Bulgarian nuclear power station promises wider market impact

The energy crisis affecting Greece and the wider region over the past few days, prompted by the increase in electricity demand amid freezing temperatures, has brought to the fore a number of important issues and prospects that promise to redefine the area’s energy map.

The prospect of the development of an additional nuclear power station in neighboring Bulgaria in the near future, which now appears likelier than ever before, would certainly bring about changes to the wider region’s energy market.

Such a development would permit Bulgaria to meet its domestic energy demands with far greater ease and export even greater electricity quantities.

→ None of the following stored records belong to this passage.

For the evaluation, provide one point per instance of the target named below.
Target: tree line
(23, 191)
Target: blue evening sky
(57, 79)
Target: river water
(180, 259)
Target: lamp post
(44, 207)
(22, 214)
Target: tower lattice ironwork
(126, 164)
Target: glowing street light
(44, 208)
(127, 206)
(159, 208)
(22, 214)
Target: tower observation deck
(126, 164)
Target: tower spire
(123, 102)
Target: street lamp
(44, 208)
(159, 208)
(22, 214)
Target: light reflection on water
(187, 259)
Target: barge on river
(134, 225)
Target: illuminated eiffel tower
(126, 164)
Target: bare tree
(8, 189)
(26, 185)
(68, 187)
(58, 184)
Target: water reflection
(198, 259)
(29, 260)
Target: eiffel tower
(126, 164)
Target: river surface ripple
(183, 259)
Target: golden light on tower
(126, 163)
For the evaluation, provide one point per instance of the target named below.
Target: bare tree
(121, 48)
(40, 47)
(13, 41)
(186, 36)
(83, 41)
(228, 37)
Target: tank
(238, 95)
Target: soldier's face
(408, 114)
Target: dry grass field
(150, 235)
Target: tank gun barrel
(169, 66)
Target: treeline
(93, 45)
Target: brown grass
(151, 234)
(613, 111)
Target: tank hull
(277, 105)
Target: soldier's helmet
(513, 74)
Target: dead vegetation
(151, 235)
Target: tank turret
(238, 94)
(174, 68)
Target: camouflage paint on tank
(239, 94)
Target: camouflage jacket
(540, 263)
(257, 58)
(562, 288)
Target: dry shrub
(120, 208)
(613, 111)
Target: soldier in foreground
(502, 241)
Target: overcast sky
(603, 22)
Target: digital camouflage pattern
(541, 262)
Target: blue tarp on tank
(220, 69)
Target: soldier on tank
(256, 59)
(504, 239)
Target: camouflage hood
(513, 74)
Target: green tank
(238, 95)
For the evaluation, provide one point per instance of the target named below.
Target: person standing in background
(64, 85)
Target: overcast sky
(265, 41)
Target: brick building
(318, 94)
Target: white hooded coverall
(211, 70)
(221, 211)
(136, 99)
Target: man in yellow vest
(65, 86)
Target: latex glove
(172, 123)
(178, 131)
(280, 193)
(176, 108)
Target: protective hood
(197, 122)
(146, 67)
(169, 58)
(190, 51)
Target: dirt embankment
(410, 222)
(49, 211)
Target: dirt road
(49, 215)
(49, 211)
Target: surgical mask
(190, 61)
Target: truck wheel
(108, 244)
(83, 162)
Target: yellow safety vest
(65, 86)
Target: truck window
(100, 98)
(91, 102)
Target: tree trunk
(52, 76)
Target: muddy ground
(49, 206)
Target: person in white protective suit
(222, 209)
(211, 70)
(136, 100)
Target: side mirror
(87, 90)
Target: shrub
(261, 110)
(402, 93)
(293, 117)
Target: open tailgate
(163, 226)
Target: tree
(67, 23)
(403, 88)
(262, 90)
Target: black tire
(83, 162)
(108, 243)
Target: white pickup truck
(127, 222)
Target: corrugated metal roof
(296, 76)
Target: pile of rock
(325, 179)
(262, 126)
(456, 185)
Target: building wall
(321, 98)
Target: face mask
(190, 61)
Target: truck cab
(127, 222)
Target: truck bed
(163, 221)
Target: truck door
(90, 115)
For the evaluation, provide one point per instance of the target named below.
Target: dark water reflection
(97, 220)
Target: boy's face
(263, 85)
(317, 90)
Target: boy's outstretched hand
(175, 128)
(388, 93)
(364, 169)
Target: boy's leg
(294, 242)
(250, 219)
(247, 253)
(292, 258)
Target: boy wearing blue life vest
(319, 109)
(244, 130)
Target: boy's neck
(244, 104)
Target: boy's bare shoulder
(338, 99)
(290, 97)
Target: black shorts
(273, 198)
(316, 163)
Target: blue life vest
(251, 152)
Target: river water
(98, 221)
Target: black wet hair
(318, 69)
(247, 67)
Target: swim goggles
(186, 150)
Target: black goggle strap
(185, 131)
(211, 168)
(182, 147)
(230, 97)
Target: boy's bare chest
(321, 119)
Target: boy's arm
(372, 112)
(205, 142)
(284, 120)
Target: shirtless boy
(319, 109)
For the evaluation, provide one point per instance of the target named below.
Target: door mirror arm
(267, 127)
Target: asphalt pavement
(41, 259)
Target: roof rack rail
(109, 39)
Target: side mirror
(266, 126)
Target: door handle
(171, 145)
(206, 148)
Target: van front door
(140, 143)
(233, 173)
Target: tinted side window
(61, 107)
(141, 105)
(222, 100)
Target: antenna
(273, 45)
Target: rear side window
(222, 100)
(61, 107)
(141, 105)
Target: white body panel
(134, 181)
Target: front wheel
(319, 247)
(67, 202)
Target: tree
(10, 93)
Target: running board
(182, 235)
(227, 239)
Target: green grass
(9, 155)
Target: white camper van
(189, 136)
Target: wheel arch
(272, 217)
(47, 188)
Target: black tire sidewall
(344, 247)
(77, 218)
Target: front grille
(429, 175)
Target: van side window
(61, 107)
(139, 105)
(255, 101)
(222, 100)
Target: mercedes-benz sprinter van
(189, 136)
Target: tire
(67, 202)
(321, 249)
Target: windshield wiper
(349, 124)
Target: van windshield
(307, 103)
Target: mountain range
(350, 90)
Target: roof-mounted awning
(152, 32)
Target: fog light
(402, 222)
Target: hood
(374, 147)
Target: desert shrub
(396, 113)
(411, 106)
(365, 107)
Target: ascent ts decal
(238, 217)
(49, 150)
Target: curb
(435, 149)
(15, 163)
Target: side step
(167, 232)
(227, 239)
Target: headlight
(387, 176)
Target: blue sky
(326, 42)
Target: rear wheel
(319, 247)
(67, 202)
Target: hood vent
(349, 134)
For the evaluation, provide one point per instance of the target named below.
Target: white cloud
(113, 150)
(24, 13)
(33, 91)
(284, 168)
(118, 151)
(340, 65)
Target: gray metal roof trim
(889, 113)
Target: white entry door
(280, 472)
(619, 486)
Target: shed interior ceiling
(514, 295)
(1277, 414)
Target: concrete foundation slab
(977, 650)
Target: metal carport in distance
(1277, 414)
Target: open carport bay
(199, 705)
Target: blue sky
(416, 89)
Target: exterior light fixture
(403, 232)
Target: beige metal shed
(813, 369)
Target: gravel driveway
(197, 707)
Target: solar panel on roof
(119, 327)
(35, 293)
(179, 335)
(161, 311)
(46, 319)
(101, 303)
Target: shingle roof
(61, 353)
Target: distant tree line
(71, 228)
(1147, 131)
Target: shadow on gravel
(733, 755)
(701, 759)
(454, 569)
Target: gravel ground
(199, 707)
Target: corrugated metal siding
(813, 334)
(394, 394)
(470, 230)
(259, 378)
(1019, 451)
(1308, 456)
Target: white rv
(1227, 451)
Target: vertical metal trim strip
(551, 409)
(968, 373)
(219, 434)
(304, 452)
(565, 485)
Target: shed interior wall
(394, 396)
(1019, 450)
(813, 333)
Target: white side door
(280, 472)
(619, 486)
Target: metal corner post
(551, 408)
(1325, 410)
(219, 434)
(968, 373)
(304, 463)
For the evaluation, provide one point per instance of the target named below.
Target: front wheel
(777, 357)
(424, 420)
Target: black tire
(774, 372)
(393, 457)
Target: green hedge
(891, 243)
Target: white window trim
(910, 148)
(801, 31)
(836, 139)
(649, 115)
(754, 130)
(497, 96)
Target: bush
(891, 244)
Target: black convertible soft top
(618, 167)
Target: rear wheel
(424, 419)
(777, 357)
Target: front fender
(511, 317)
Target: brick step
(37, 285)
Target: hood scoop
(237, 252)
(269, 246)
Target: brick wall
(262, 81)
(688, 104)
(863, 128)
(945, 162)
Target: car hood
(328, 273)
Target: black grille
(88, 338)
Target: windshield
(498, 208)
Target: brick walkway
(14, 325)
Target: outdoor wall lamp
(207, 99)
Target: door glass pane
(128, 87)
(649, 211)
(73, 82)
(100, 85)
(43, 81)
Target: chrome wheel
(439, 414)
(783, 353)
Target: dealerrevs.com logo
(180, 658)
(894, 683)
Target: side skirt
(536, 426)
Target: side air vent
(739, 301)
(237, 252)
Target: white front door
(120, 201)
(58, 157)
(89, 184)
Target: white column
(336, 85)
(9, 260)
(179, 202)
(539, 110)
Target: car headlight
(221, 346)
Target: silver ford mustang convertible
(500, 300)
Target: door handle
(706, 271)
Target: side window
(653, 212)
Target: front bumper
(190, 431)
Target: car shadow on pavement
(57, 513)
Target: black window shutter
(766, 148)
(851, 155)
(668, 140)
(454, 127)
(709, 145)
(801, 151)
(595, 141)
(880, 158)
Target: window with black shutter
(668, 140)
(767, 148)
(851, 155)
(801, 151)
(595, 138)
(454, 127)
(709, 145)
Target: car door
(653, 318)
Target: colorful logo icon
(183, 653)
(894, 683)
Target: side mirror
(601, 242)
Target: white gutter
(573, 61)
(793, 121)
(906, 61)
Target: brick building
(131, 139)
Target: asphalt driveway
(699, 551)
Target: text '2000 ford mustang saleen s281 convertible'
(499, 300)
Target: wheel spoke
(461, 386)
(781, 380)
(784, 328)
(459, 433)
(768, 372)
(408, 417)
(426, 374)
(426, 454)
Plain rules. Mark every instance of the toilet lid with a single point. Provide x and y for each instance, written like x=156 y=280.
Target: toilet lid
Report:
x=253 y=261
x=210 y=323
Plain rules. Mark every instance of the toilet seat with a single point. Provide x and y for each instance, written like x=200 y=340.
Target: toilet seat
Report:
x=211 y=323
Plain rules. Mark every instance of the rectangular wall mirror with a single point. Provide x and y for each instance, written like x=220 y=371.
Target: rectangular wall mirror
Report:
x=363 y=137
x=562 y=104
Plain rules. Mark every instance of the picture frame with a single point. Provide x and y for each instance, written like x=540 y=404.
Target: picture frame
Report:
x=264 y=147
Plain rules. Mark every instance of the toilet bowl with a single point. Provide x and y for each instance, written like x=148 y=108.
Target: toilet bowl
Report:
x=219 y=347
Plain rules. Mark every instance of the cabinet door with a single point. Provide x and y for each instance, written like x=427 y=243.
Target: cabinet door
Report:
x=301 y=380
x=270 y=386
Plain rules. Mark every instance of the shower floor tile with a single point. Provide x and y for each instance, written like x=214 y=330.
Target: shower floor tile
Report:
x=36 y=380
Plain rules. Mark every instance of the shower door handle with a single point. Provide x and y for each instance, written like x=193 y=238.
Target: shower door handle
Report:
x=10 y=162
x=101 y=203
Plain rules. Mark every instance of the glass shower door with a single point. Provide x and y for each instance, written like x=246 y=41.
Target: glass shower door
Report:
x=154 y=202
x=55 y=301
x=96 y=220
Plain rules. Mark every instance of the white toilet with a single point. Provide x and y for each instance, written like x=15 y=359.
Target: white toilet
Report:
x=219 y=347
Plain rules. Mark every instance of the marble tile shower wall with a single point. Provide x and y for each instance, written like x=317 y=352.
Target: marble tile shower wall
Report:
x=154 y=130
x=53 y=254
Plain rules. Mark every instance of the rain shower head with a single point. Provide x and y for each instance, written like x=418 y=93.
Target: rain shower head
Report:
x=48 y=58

The regional importance of a new Bulgarian nuclear power station – which would come as an addition to the country’s only other such facility in Kozloduy, northern Bulgaria, currently the biggest in the wider region – was made clear by the energy crisis of the past few days.

Greece was forced to interrupt electricity exports today, while a Bulgarian request for increased electricity imports from Romania on Monday was rejected as officials in Bucharest focused on meeting domestic electricity demand. Record electricity demand levels were struck in both Romania and Bulgaria.

It is no surprise that the European Union has turned its attention to matters concerning transboundary interconnections as part of the effort to integrate the European electricity market and also bolster energy security in the continent.

Assuming a new Greek-Bulgarian interconnection project goes ahead as intended, an additional nuclear power station in Bulgaria would enable greater amounts of low-priced electricity to be imported into Greece from the neighboring country.

Greece’s main power utility PPC, currently seeking to bolster its electricity trading activity in the wider region, an effort that would involve its Bulgarian subsidiary, can look forward to greater business prospects if a second Bulgarian nuclear power is developed.

China’s SGCC, which was recently declared the winning bidder of an international tender offering a 24 percent stake of Greek power grid operator IPTO, a PPC subsidiary, has made clear its intentions to upgrade IPTO’s role in the international interconnections game.

Bulgaria’s political leadership now needs to decide whether the country requires an additional nuclear power station.